Espindola and Corleta detected 74.3%, 85.7%, and 82.4% bcl-2 expression in lymph node, subcutaneous and visceral metastases, respectively, but after univariate and multivariate analyzes, positive bcl-2 expression and overall survival for the types of metastases evaluated were no correlation was found (13). In our series, bcl-2 expression among CMMs, 10 cases (33.3%) with <5% staining, 6 cases (20.0%) with 5-50% staining and 14 cases (46.7%) with ˃50% expression was found. Also, among MMMs, 6 cases (40.0%) with <5% staining and 9 cases (60.0%) with 50% staining were determined. There were no cases showing 5-50% expression in MMMs. When CMM and MMMs were compared in terms of bcl-2 expression, the difference was found to be statistically insignificant (p˃0.05).
Väisänen et al. in their CMM series of 157 cases, investigated the effect of MMP-2 expressions on Ki67 and p53 expression as well as survival, overexpression of the MMP-2 protein and high metastatic potential melanomas characterized by Ki67 and low MMP-2. They founded overexpression of the matrix metalloproteinase 2 protein in conjunction with overexpression of Ki67 characterized melanomas with high metastatic potential and was associated with declined survival with a 10-year disease-specific survival of 33% compared with 85% in the cases with low matrix metalloproteinase-2 and low Ki-67 levels (p = .002). Similarly, in cases with overexpression of matrix metalloproteinase-2 and a positive immunoreaction for p53, the 10-year disease-specific survival was only 42% compared with 80% in patients with matrix metalloproteinase-2 less than 20% and a negative immunostaining for p53 (p < .001). The presence of all 3 adverse prognostic factors was prognostically more significant than any marker alone with a 10-year survival of only 28%. This combination of determining matrix metalloproteinase 2, Ki67, and p53 immunoreactive proteins could be beneficial in the selection of high-risk melanoma patients for future adjuvant trials (9). In our series, 7 cases (24.1%) with <5% MMP-2 expression in their CMMs, 6 cases (20.7%) with 5-20%, 4 cases (13.8%) with 21-50% and 12 cases with 50% (% 41.4) was determined. There were no cases with MMP-2 expression rate <5% and 5-20% in MMMs. 7 cases (46.7%) with 21-50% staining and 8 cases (53.3%) with 50% staining were identified. When compared in terms of MMP-2 expression, the difference between two groups was found to be statistically significant (p <0.05).

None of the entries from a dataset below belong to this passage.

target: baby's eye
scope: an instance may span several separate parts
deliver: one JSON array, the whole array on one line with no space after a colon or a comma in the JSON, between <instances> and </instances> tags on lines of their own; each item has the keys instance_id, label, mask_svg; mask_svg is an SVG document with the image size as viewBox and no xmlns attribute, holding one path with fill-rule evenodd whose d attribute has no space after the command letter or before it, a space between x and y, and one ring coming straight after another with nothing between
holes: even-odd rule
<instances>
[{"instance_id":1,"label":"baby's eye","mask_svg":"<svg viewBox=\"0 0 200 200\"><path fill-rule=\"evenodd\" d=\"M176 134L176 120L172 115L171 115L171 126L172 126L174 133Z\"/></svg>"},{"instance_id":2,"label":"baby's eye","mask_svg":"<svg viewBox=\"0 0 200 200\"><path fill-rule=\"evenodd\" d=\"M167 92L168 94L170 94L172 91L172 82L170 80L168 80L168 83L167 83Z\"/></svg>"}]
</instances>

As a result, when the CMM and MMM groups were compared, the difference between them was statistically significant in staining with Ki-67 and MMP-2, while staining with c-Kit, MT and bcl-2 was statistically insignificant. It was thought that high MMP-2, c-Kit, bcl-2 expressions and high Ki-67 index as well as MT expression loss were thought to be associated with poor prognosis when evaluated with associated histological prognostic factors. However, in order to precisely determine the prognosis of MMs and to determine more effective treatments, larger case series should be followed with molecular pathology studies.